The two-step method includes solvent degreasing + thermal degreasing, siphon degreasing – thermal degreasing, etc. The one-step method is mainly a one-step thermal degreasing method, and the most advanced one is a meta mold. The following are a few representative MIM degreasing methods, respectively.
Sintering is the last step in the MIM process; sintering eliminates the porosity between the powder particles. MIM products to achieve full dense or nearly full dense. Due to the large amount of binder used in metal injection molding technology, the shrinkage during sintering is very large, and the linear shrinkage generally reaches 13%-25%, so there is a problem with deformation control and dimensional accuracy control. Especially because most of the MIM products are complex shaped parts, this problem becomes more and more prominent, and uniform feeding is a key factor for the dimensional accuracy and deformation control of the final sintered products.
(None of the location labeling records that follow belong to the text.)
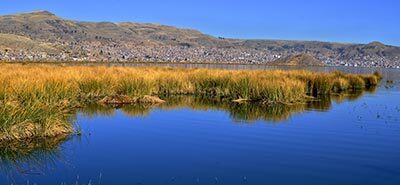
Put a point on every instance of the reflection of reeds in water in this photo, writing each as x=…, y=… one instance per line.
x=247, y=112
x=36, y=99
x=30, y=157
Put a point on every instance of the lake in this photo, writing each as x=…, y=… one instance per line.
x=349, y=139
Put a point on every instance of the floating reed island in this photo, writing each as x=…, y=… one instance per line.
x=40, y=100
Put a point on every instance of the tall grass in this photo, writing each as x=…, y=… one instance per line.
x=36, y=100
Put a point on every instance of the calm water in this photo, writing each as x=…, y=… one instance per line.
x=351, y=139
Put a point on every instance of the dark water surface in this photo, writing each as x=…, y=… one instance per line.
x=350, y=140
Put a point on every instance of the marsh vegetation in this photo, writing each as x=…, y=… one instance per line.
x=39, y=100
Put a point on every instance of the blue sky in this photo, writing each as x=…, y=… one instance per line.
x=359, y=21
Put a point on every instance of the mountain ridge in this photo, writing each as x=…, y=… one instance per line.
x=128, y=41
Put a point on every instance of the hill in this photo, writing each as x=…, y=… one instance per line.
x=29, y=35
x=298, y=60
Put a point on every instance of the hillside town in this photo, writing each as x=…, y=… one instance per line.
x=90, y=52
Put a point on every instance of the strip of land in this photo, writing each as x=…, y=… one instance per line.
x=38, y=100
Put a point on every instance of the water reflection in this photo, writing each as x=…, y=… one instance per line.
x=240, y=112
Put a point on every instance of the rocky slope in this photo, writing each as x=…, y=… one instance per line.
x=44, y=36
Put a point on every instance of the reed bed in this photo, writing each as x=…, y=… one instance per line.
x=37, y=100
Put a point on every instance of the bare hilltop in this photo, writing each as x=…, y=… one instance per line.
x=43, y=36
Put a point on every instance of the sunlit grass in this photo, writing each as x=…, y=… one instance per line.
x=35, y=100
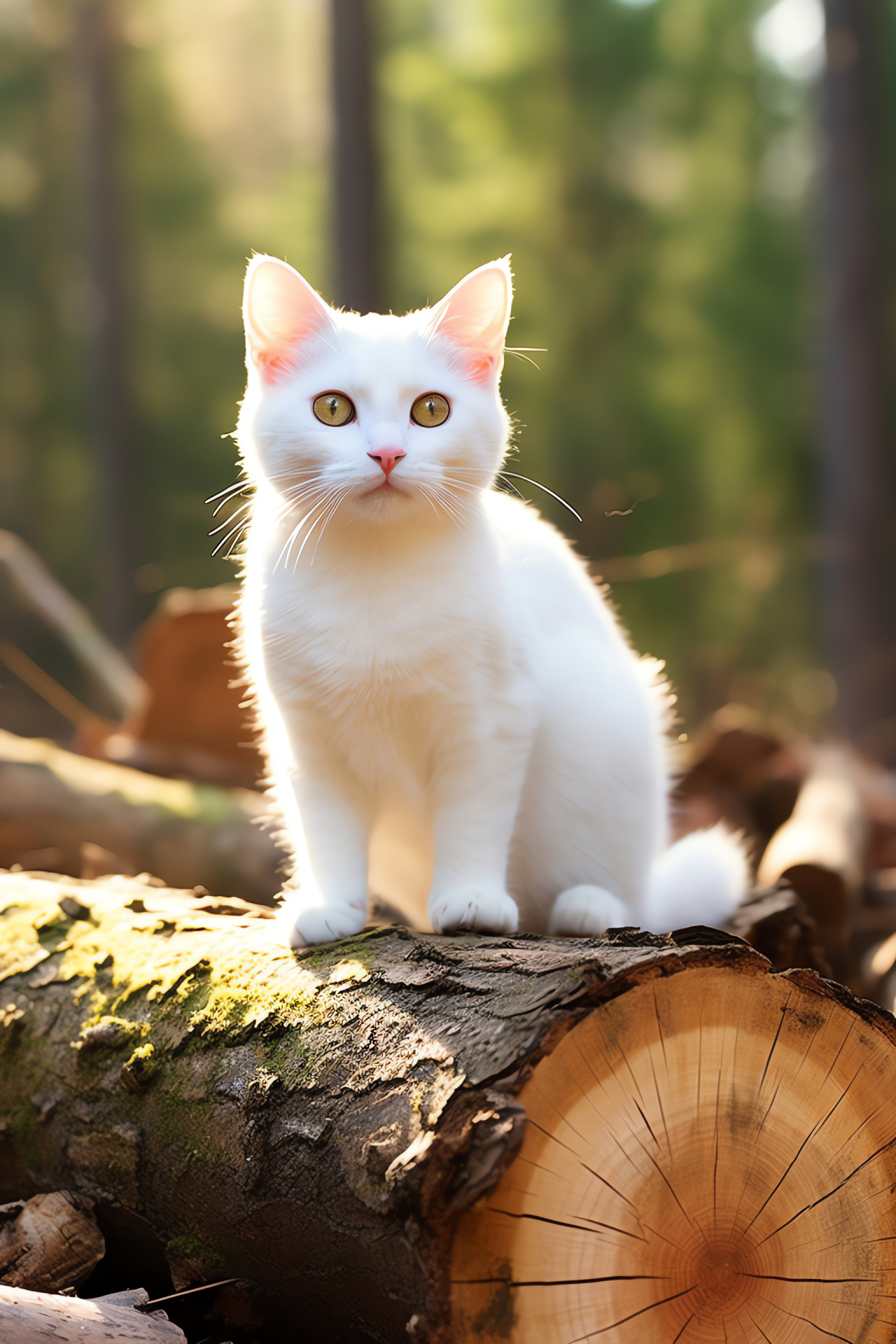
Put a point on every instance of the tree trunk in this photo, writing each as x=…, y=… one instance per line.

High powder shaking density can reduce sintering shrinkage and facilitate the sintering process and dimensional accuracy control. For iron-based and stainless steel products, there is also a problem of potential carbon control in sintering. Due to the high price of a fine powder, studying enhanced sintering technology for coarse powder blanks is an important way to reduce the production cost of powder injection molding. This technology is an important research aspect of metal powder injection molding.
Due to the complex shape of MIM products and large sintering shrinkage, most of the products still need post-sintering treatment after sintering, including shaping, heat treatment (carburizing, nitriding, carbonitriding, etc.), surface treatment (fine grinding, ion nitriding, electroplating, shot hardening, etc.), etc.
The reference design of MIM net molding accuracy is usually ± 0.5% of the size. Certain characteristics of net molding can reach ± 0.3%. As with other technologies, the higher the accuracy requirement, the higher the cost, so moderate relaxation of tolerance requirements is encouraged where quality allows. Tolerances that cannot achieve with MIM primary molding can be achieved with surface preparation.
Wall thicknesses of less than 6 mm are optimal for MIM. Thicker outer walls are also possible, but costs will increase due to longer processing times and the addition of additional material. Also, very thin walls below 0.5 mm are achievable for MIM but have high design requirements.
MIM is a highly flexible process and can be achieved very economically with an annual demand of several thousand to several million. As with cast and injection molded parts, MIM requires customer investment in tooling and tooling costs, so for small quantities, this usually affects cost estimates.